白い恋の結晶~キミへと続く足あと~


柊はあたしから手を離し、桜の木の下まで行って、木の幹に手をそっと当てていた。


「こうやってこの幹に触れると、なんか雪羽と繋がってるような気がしてさ」


「……え?」


「だって雪羽、俺が引っ越した後も、ずっとあの桜の木の下にいただろ?」


「どうして知ってるの?」


あたしが目を丸くすると、柊は肩をすくめた。


「だからさっきも言っただろ? 繋がってるような気がするって」


そう言ってニッコリ笑う。


「俺、毎日、ここに来て気に触れてたんだ。
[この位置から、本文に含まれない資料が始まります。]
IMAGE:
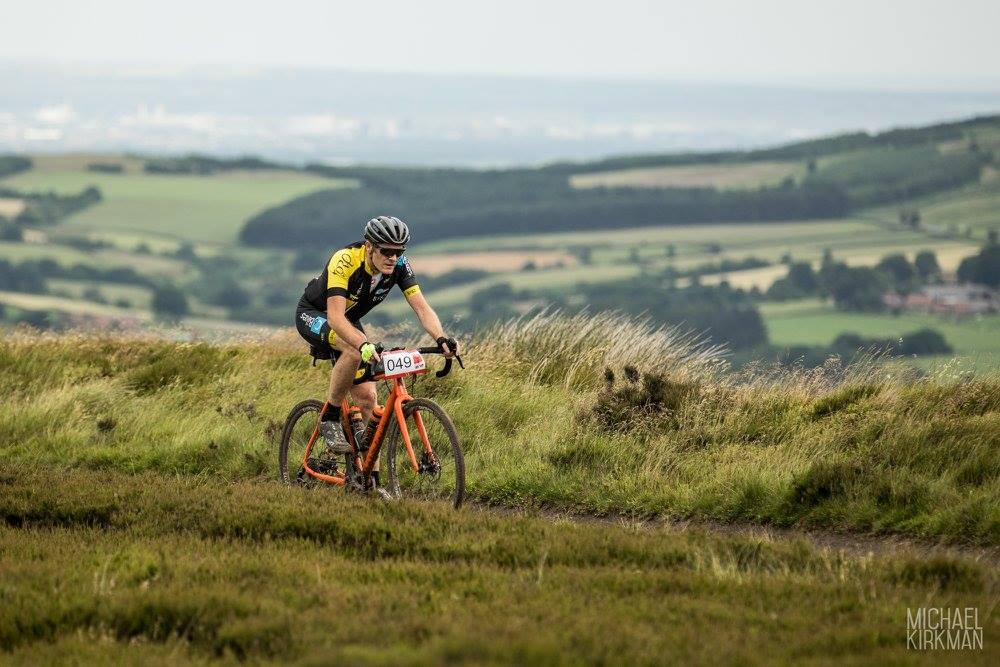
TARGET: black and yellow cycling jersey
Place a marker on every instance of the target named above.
(349, 275)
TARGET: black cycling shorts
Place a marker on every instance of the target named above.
(313, 326)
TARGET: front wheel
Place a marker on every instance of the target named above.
(438, 475)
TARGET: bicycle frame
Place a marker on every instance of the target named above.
(397, 398)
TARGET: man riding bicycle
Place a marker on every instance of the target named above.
(356, 279)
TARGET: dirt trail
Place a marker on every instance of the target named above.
(855, 544)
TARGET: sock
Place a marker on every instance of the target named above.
(332, 414)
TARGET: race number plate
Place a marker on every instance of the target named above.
(402, 362)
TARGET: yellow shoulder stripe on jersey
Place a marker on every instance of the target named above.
(342, 265)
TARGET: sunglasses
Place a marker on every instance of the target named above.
(390, 252)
こうやって幹に触れて目を閉じると、別なところで桜の木の下にいる雪羽の映像が頭に浮かぶんだよ」


柊は目を閉じて、いつもやっているであろうことを、あたしの目の前でしてくれた。


「会話はできないけど、ここに来て木に触れたら、雪羽とひとつになれた気がしてさ」


目を開けた柊が、あたしを見てまた微笑む。


あたしも微笑み返した。


ここの桜の木にも雪が積もっていて、太陽の日差しにキラキラと輝いている。


「雪羽、こっち来て」


柊が、桜の木の下で手招きをした。